Après des années catastrophiques pour le secteur, l’année 2026 marque un léger sursaut pour le marché immobilier, mais cette embellie reste précaire et ne masque pas les défis persistants. Si les transactions ont timidement repris, la situation est loin d’être un retour à la normale, et les acheteurs feraient bien de rester sur leurs gardes.
L’accès au crédit, bien que légèrement assoupli, reste une source d’inquiétude. Les taux d’intérêt, bien qu’« acceptables » selon certains experts, sont loin des conditions avantageuses d’antan, laissant de nombreux ménages sur le carreau. À 3,20 % sur vingt ans, le rêve de la propriété reste un luxe inaccessible pour une grande partie de la population.
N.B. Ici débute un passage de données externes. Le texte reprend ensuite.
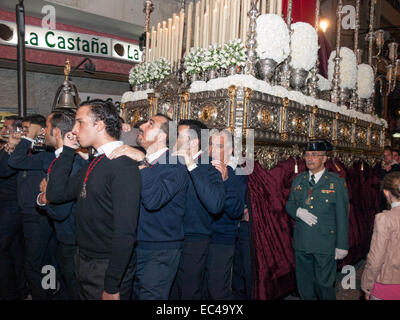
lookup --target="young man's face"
[304,151,328,172]
[0,120,14,135]
[208,134,233,163]
[44,114,56,147]
[72,106,98,148]
[383,150,393,164]
[137,116,167,150]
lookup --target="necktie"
[308,174,315,187]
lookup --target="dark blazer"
[286,170,349,254]
[183,158,225,240]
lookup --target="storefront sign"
[0,20,142,62]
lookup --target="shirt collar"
[96,141,124,158]
[308,168,325,183]
[193,150,203,160]
[146,147,168,163]
[226,156,239,170]
[54,147,63,158]
[390,202,400,208]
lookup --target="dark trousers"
[134,248,182,300]
[57,242,79,300]
[294,250,336,300]
[0,204,27,299]
[232,221,252,300]
[22,213,57,300]
[75,248,136,300]
[171,239,210,300]
[205,243,235,300]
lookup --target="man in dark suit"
[172,120,225,300]
[286,140,349,300]
[8,114,57,300]
[205,130,247,300]
[37,110,87,300]
[0,116,27,300]
[46,100,141,300]
[112,114,189,300]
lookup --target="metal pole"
[16,0,26,117]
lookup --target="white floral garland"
[256,14,290,63]
[290,22,318,71]
[357,63,374,99]
[189,75,387,128]
[317,74,332,91]
[129,58,171,86]
[328,47,357,89]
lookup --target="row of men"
[0,100,251,300]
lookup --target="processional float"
[121,0,398,299]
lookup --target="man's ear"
[95,120,106,132]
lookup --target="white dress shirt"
[308,168,325,184]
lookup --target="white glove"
[296,208,318,227]
[335,248,349,260]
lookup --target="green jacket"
[286,169,349,255]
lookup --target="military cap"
[306,139,333,151]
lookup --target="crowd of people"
[0,100,400,300]
[0,100,252,300]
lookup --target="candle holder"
[280,0,293,89]
[331,0,343,104]
[244,0,260,76]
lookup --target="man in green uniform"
[286,140,349,300]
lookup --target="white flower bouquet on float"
[129,58,171,87]
[328,47,357,89]
[256,14,290,83]
[357,63,374,99]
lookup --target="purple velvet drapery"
[248,158,379,299]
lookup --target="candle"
[276,0,282,16]
[202,12,208,48]
[166,18,172,60]
[177,9,185,61]
[146,32,150,62]
[199,0,205,47]
[185,2,196,53]
[162,21,168,57]
[211,8,219,44]
[222,0,229,43]
[150,26,157,61]
[193,2,200,48]
[156,23,162,59]
[261,0,267,14]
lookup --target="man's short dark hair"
[79,99,122,140]
[4,116,22,130]
[50,110,75,137]
[155,113,172,145]
[178,119,208,152]
[22,113,46,128]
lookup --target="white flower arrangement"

L’élargissement du prêt à taux zéro, présenté comme une panacée, ne parvient qu’à masquer la fragilité économique des ménages modestes, les poussant parfois vers des acquisitions risquées.
La soi-disant baisse des prix, vantée comme un facteur de relance, est en réalité le symptôme d’un marché en souffrance. Des rabais atteignant 25 % ne sont pas un signe de bonne santé, mais plutôt le reflet d’une valeur des biens en chute libre. Cette « reprise » n’est qu’une illusion, une tentative désespérée de stabiliser un navire qui prend l’eau de toutes parts. La stabilité politique, souvent citée comme un facteur rassurant, n’est qu’un voile jeté sur des incertitudes économiques et sociales profondes qui continuent de miner la confiance des Français.
Malgré une légère augmentation des transactions, le marché est encore loin des chiffres records de 2021. Le chiffre de 945 000 transactions est certes supérieur aux 750 000 de 2024, mais il ne représente qu’une fraction des 1,2 million d’opérations post-crise sanitaire. Parler de « retour à un marché normal » relève de l’optimisme aveugle, voire de la désinformation. Les acheteurs conservent peut-être un avantage, mais à quel prix ? Celui d’investir dans un marché incertain, où la prochaine chute pourrait être imminente.